Chawner, of course, no more guessed Paul's true name and nature than anyone else who had come in contact with him in his impenetrable disguise, and his motive for attempting to prevent an interview with the Doctor can only, I fear, be explained by another slight digression.
The Doctor, from a deep sense of his responsibility for the morals of those under his care, was perhaps a trifle over-anxious to clear his moral garden of every noxious weed, and too constant in his vigilant efforts to detect the growing shoot of evil from the moment it showed above the surface.

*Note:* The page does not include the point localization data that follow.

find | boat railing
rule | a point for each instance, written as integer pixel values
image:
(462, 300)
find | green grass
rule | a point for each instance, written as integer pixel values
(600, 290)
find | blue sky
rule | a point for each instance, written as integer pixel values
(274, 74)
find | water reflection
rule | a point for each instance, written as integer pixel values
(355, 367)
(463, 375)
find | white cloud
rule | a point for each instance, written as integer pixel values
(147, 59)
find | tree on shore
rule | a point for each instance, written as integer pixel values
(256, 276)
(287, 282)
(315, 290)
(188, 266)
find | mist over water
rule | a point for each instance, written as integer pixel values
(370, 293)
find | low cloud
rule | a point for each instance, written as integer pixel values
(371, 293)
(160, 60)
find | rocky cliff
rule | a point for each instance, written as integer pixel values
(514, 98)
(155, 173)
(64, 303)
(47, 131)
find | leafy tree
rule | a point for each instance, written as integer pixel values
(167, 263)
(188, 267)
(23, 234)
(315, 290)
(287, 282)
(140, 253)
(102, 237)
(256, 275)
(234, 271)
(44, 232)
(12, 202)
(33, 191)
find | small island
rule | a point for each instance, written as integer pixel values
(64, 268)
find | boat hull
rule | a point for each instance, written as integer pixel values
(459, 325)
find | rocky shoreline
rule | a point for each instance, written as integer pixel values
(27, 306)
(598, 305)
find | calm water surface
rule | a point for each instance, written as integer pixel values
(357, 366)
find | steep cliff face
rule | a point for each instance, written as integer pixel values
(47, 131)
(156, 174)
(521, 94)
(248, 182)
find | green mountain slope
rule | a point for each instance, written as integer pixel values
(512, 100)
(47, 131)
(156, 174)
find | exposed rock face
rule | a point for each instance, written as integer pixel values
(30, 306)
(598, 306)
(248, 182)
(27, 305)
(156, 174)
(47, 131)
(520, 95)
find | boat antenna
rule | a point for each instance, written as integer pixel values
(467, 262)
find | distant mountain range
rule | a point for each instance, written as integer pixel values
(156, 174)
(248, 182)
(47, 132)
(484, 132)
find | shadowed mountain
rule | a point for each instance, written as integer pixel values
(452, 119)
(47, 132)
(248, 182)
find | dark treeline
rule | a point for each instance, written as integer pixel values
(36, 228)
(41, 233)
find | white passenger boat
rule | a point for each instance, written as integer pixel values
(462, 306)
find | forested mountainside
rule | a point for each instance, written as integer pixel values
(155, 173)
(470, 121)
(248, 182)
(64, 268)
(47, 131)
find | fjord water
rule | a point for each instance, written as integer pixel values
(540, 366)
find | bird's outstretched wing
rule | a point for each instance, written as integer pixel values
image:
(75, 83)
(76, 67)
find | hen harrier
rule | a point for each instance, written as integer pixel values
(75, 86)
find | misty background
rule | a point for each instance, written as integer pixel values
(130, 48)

As he could not be everywhere, however, it is evident that many offences, trivial or otherwise, must have remained unsuspected and unpunished, but for a theory which he had originated and took great pains to propagate amongst his pupils.
The theory was that every right-minded boy ought to feel himself in such a fiduciary position towards his master, that it became a positive duty to acquaint him with any delinquencies he might happen to observe among his fellows; and if, at the same time, he was oppressed by a secret burden on his own conscience, it was understood that he might hope that the joint revelation would go far to mitigate his own punishment.
It is doubtful whether this system, though I believe it is found successful in Continental colleges, can be usefully applied to English boys; whether it may not produce a habit of mutual distrust and suspicion, and a tone the reverse of healthy.
For myself, I am inclined to think that a schoolmaster will find it better in the long run, for both the character and morals of his school, if he is not too anxious to play the detective, and refrains from encouraging the more weak-minded or cowardly boys to save themselves by turning "schoolmaster's evidence."
Dr. Grimstone thought otherwise; but it must be allowed that the system, as in vogue at Crichton House, did not work well.
There were boys, of course, who took a sturdier view of their own rights and duties, and despised the talebearers as they deserved; there were others, also, too timid and too dependent on the good opinion of others to risk the loss of it by becoming informers; but there were always one or two whose consciences were unequal to the burden of their neighbour's sin, and could only be relieved by frank and full confession.
Unhappily they had, as a general rule, contributed largely to the sum of guilt themselves, and did not resort to disclosure until detection seemed reasonably imminent.